The entreaty burned in his throat, for it was a lie. He knew the tangled truth and dared not tell yet. If possible, he would introduce these people to the weird truth slowly to explain it, gradually enough to make them digest the distance in time from the common element, whatever that element turned out to be, and that whatever happened five thousand years ago, there was no one here to answer for it anymore. Slowly, he hoped, enough to explain that whoever the conquerors were, they couldn't have been Terrans, Vulcans, Romulans, Orions, or even Klingons. The years just weren't right.
That message had to be delivered with finesse, of which at the moment Kirk possessed not a drop.
Zennor looked past him, gazing instead at a new presence moving out of the greenish haze toward them.
Spinning quickly, out of instinct, Kirk found himself staring up at the imposing half-moon eyes of Garamanus.
Zennor stepped out and met him. "Why have you done this?"
"You know why," the Dana said. "This is our home space. The Danai are correct."
The galloping crew slowed down and few by few began to stop and watch the power struggle play out. None seemed surprised, though all were tense, and Kirk drew the sensation that this was an old struggle between the quest of the Danai and the hard science of machines and pilots, a struggle thousands of years old, today coming to a head.
"You have no proof," Zennor said when his crew dropped to a sizzling quiet and listened. He stepped closer to Garamanus. "You have told them a lie."
The reaction of the crew was bizarre—but somehow familiar to Kirk, who had seen many kinds of humanoids and aliens and had learned to read for clues. Color changes, changes in the shapes of eyes, altered posture. He saw all those now. Had anyone ever called a Dana a liar before?
Kirk entertained a particular shiver and kept his mouth shut.
"I know their secrets," the Dana told him. "I have seen their memories. They are the conquerors."
The priest indicated Kirk somehow without moving very much at all.
Relatively clear. Somehow he had managed to read the files even with mechanics from all the way across the galaxy.
While they were gone, power had shifted. How could they get it back?
"We are not conquerors," Kirk said. "I refuse to concede the point. The past you're talking about is all finished and all you have left is a festered memory. I'm urging you not to act on it."
"It is not festered," Garamanus said. "It is the Veil of Evermore and as real as you are. When we light the effigy and burn the one who cuts souls, it will be the beginning of our onslaught. We know who you are." He clasped the medallion hanging at his chest and turned it upward for the mirror side to show. Kirk saw the flickering reflection of his own face. "And we know who we are."
"What's that supposed to mean?" Kirk demanded.
Garamanus clasped his own medallion, but did not hold it up. "We each wear a mirror, to be sure we will never forget what the damned look like. Until now, we held them only to ourselves. But that is all changed. Now we are not the cast-out, the despised, the unclean anymore … you are."

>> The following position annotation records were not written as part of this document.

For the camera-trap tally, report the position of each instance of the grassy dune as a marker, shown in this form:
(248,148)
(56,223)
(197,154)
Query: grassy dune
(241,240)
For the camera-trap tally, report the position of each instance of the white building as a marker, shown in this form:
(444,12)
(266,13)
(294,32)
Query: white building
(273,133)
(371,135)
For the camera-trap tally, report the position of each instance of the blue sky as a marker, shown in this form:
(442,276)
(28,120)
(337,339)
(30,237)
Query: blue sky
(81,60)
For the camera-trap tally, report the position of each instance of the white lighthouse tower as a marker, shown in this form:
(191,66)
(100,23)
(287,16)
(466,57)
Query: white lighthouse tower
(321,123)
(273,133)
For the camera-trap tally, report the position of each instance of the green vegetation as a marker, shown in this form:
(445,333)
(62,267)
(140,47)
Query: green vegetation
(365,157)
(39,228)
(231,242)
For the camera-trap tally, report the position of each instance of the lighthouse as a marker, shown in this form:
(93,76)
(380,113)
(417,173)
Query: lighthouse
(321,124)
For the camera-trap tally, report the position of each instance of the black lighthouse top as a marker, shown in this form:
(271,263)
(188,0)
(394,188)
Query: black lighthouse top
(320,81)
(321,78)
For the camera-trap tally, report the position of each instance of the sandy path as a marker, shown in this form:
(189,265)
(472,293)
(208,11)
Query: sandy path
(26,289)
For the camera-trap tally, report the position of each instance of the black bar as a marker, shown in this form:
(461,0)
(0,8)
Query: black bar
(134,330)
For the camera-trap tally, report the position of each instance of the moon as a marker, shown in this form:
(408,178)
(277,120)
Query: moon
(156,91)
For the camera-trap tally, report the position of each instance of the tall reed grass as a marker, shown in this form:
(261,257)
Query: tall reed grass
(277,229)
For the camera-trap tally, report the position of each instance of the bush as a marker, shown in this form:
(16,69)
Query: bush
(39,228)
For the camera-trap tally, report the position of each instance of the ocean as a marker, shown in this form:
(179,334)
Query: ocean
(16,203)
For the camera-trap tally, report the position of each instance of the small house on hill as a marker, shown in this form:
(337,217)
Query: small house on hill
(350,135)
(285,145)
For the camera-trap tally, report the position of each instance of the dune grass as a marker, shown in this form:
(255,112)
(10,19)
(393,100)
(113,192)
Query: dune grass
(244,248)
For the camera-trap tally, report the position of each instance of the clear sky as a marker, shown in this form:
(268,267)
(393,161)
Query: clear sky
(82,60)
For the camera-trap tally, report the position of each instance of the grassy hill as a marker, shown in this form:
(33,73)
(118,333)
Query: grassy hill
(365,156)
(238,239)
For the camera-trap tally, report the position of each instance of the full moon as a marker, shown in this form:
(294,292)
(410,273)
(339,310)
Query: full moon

The Dana kept the small mirror up, and in it Kirk continued to see his own flushed face.
He reached out and pushed the mirror down.
"We did what you asked," he went on persistently, unable to keep the desperation out of his voice. His words sped up. "We investigated your data and it turned out to be nothing. There's no scientific proof—"
"You have not disproven us," the Dana said.
"But not proven either," Zennor claimed.
In the full flower of his newly acquired mantle, Garamanus raised his opal horns. "Thousands of years ago the Danai decided you would not understand these things. There are millions of little clues."